As a D3EM fellow, I feel it is necessary to compliment the D3EM curriculum because I have benefited from D3EM significantly. However, I also feel it is necessary to give an honest and unbiased opinion on D3EM as a whole. Below is my opinion on each aspect of D3EM.
MSEN 655 – Materials Design Studio:
A capstone project course to solve a research problem with and interdisciplinary approach. The course covered the materials-as-designed-system (Olsen), sampling methods, robust design, and multi-objective optimization.
The project chosen was to use machine learning to predict material properties of shape memory alloys given a large experimental database. This course is, in my opinion, the most valuable and important course to the D3EM curriculum. It teaches students the value in everything they have learned in other courses by allowing the student to work on a research project with an interdisciplinary approach to the problem. Without this course, the curriculum would look like every other “multi-disciplinary” curriculum in that the courses are disconnected from each other. The materials design studio is the “glue” of D3EM. I feel the course material and lectures are overshadowed by the project and unless I immediately applied a lecture to my project, the material wasn’t revisited. Luckily, most material in this course is able to be applied to the project.
MSEN 689 (II) – Materials Informatics:
Introduction to machine learning concepts such as LDA, kNN, deep learning with images using CNNs, and more.
This course was a great supplementary course to my research. Learning about machine learning from a professor in Electrical Engineering department also gave me a better perspective on the applications outside of materials science. However, if I were not doing any artificial intelligence or machine learning based research, this course may have been more difficult and much less enjoyable. I believe the professor was great and the assignments were very good for allowing students to dip their toes into the great sea of data analytics. I personally feel there should be two courses dedicated to data analytics and artificial intelligence. One could deal with classification and regression problems (and basic statistics) and the next course can deal with unsupervised learning, neural networks and deep learning.

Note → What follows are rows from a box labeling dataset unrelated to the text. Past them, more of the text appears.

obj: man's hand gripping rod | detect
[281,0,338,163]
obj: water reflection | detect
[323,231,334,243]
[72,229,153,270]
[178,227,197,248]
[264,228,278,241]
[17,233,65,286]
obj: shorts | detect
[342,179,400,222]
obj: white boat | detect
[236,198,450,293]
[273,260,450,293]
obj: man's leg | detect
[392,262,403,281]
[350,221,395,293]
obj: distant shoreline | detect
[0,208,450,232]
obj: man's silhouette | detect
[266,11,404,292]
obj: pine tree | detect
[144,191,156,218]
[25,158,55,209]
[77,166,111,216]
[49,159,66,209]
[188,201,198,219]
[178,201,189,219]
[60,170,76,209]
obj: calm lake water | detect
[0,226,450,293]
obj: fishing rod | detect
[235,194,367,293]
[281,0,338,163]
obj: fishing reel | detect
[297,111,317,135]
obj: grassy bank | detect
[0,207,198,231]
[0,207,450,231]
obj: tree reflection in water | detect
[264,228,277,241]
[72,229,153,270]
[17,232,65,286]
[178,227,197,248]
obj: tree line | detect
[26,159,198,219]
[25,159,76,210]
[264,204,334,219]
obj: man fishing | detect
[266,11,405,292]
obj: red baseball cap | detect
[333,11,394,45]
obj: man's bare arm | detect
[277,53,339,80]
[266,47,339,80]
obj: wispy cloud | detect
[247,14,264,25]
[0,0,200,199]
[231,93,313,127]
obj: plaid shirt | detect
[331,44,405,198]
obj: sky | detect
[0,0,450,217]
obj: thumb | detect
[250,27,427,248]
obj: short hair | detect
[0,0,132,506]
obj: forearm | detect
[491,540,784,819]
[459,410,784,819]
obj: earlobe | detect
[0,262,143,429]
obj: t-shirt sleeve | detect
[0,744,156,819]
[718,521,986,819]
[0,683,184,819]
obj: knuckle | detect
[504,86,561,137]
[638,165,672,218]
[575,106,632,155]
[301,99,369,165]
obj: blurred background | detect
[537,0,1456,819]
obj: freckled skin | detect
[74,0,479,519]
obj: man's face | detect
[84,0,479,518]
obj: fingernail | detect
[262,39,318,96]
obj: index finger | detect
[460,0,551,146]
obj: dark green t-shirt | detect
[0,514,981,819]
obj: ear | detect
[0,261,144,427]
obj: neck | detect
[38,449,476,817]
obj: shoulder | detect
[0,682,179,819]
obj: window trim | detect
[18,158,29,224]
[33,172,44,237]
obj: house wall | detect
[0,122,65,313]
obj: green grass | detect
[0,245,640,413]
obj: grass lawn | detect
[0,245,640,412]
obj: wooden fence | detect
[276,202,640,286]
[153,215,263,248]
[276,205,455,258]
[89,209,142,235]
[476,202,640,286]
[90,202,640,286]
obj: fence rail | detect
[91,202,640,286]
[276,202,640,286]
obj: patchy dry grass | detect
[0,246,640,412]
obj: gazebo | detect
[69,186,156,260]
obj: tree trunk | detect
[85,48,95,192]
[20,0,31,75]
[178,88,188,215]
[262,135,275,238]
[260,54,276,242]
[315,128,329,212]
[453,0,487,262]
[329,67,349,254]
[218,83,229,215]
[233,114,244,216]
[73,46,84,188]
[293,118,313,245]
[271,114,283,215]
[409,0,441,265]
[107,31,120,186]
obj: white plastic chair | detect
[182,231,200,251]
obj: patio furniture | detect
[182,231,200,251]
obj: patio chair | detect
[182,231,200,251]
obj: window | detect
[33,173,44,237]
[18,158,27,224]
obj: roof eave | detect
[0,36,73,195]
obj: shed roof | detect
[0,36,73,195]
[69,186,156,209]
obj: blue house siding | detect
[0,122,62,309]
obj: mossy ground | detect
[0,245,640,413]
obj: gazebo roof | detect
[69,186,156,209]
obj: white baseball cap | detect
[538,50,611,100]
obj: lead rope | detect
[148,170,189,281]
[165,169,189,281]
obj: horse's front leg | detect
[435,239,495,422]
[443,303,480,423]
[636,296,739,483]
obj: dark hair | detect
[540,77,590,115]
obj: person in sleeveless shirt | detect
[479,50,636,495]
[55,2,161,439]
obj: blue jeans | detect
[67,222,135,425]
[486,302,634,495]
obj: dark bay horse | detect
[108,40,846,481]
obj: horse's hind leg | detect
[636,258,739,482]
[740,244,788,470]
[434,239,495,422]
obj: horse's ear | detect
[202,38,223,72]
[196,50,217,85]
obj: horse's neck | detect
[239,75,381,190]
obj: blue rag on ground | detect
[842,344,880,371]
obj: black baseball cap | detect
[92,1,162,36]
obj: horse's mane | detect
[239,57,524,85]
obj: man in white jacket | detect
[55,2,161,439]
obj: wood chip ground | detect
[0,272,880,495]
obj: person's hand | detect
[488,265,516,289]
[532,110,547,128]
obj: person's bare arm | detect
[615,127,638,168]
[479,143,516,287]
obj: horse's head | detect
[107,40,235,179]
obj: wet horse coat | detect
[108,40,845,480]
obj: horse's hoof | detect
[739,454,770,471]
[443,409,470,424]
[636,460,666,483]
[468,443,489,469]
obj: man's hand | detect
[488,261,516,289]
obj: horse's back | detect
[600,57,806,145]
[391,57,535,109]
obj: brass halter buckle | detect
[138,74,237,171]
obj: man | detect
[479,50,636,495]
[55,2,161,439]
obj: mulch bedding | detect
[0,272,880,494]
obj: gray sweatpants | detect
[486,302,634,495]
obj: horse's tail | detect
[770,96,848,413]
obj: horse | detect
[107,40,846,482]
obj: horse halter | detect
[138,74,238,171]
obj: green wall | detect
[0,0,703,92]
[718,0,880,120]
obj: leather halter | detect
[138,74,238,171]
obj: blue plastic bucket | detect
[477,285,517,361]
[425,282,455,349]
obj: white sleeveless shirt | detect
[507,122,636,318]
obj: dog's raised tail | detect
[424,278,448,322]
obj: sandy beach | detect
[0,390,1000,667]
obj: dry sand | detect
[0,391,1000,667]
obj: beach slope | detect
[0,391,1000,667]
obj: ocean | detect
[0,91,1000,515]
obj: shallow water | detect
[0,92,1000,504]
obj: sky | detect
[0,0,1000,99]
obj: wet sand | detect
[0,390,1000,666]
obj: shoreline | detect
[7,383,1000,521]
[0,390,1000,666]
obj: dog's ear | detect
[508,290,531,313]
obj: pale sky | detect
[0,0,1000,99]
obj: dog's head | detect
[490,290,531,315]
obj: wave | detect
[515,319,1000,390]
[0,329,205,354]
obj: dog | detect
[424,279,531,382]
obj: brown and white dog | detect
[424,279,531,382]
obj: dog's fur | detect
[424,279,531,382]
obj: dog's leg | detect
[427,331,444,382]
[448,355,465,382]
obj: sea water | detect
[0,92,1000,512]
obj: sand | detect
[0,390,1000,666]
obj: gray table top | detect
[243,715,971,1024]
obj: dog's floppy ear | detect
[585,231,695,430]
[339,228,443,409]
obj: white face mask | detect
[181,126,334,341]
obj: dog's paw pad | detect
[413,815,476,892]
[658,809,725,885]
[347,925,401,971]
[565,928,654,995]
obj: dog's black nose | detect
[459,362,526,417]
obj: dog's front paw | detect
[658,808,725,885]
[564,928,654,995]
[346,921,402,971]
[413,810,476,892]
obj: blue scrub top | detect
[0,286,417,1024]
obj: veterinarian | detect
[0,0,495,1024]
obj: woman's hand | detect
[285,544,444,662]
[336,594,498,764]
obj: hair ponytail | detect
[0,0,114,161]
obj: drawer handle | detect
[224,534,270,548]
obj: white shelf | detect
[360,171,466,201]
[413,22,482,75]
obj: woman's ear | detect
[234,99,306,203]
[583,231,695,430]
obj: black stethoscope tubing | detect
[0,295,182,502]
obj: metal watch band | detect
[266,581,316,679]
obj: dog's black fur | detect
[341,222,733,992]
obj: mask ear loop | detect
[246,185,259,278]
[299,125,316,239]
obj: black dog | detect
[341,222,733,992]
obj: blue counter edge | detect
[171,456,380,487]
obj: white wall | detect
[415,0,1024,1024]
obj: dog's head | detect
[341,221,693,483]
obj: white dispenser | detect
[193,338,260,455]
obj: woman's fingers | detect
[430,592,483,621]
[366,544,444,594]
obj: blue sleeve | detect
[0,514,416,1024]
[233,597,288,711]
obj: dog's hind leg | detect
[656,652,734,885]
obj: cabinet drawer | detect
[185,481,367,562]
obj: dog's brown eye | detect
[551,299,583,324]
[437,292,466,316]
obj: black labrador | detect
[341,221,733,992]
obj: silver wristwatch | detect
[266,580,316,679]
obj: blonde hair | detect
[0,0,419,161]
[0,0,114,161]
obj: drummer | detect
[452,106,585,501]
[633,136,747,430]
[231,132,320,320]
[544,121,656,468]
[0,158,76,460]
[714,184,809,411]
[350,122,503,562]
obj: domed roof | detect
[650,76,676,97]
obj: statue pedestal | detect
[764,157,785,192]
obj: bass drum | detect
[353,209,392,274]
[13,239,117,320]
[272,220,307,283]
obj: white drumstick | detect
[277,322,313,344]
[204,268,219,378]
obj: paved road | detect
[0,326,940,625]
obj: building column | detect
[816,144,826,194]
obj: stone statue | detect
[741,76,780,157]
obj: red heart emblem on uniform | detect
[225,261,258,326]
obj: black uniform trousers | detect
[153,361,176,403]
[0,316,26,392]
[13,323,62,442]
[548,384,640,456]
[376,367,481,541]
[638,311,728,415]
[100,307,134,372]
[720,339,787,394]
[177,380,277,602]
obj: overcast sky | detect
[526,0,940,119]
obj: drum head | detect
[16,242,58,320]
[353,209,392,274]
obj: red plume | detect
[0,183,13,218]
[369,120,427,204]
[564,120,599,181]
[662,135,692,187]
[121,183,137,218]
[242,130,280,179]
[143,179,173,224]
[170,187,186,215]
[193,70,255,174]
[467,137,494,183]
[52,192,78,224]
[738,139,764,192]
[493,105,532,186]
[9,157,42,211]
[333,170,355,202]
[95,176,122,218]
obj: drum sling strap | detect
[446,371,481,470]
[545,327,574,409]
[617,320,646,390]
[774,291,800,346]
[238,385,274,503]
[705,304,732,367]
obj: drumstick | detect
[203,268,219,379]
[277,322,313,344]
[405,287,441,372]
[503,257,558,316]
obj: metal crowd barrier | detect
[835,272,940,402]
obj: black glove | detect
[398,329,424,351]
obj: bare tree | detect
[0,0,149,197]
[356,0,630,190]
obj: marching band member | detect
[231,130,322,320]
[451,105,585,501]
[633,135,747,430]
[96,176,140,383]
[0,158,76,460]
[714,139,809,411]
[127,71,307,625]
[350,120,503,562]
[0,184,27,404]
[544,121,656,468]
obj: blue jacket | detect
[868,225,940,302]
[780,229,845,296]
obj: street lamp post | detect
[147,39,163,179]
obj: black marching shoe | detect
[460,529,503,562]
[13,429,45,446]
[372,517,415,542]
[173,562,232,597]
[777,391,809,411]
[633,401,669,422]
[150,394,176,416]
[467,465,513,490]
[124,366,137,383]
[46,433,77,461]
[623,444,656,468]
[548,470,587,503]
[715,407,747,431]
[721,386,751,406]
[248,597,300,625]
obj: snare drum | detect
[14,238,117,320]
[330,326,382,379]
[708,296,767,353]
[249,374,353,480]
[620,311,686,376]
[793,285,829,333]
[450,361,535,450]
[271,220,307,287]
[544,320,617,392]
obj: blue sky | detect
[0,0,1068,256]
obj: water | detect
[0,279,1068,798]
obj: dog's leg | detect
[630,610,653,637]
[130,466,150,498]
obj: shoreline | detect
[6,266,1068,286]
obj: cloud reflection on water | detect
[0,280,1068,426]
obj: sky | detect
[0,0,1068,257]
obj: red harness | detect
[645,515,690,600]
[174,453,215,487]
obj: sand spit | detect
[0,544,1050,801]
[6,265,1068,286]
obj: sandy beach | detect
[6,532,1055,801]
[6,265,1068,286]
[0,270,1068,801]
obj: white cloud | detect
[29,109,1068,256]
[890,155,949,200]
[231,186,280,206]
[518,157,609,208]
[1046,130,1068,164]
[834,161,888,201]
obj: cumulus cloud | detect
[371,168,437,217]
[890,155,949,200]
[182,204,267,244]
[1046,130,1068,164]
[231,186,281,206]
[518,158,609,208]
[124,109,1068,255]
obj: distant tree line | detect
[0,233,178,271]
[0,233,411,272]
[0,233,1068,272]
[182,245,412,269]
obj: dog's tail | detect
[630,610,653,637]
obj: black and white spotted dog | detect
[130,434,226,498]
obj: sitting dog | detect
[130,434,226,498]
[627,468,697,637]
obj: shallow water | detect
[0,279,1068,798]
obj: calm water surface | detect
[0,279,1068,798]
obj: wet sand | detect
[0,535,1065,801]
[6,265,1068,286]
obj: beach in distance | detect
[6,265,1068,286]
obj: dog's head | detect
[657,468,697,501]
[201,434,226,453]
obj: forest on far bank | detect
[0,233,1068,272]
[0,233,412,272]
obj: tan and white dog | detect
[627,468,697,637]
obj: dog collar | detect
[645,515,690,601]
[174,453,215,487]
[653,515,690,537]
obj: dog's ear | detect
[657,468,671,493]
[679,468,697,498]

MEEN 601- Advanced Product Design:
In this course, we learned about Pareto fronts and multi-objective optimization for design.
The project my team and I participated on was biomechanical energy harvesting. In particular, we wanted to design a device that would have high energy output and was lightweight for military applications. This course was one of my favorites in content, but one of my least favorite for the project. The course is very well structured and the professor was very enthusiastic about the material he was teaching. The project portion of the course rapidly became a challenge. Whenever there is an interdisciplinary project between students (6 different students with a wide variety of backgrounds) it is harder to tell who is not contributing. It was disappointing because the project idea was so interesting and we could have delivered more. If I took the course again, I would have went with the minimum number of students for the group because communication would have been much easier and roles would have been easier to define.
Coffee talks are a way of bringing the D3EM students and faculty together to discuss various topics. The students would vote on the topic they were interested in and often a guest speaker or faculty member would come discuss the topic. I enjoyed getting to meet with other students and faculty that all share similar interests as myself. Many of the topics were very interesting and we all got to share different apps, sources, and tools we use to get through everyday life in academia. We had some talks on job applications which were extremely useful. However, there were some talks in which I would have rather skipped. Although I value opinions and ideas from everyone in the D3EM community, some topics were too personal while others were completely unrelatable. Also, I found myself sometimes not wanting to give any input out of fear it might be invalidated by someone. Topics such as work-life balance, organization, and networking are not one size fits all. Instead of discussing these topics, I think it would be more beneficial to discuss topics that have a less controversial answers such as tools for writing or learning.
The learning community was one of my favorite parts of D3EM. The learning community felt like I was being given tools of the trade from experts in networking, learning, and communication. These sessions were the closest that you can get to cheat codes for life. Such a seamless implementation of the lecture material into daily routine is what makes the Learning Community so valuable. Once you learn “the trick”, seemingly difficult tasks seem more much more manageable.
The writing community has to be the most valuable part of D3EM. As a graduate student, it is imperative to write and write well. Often times the hardest part of writing is starting. This community makes you to feel accountable to produce words, paragraphs, and eventually pages every week to make sure you stay on top of your writing. The structure, technicality, and throughput of my scientific writing has improved because of this writing community.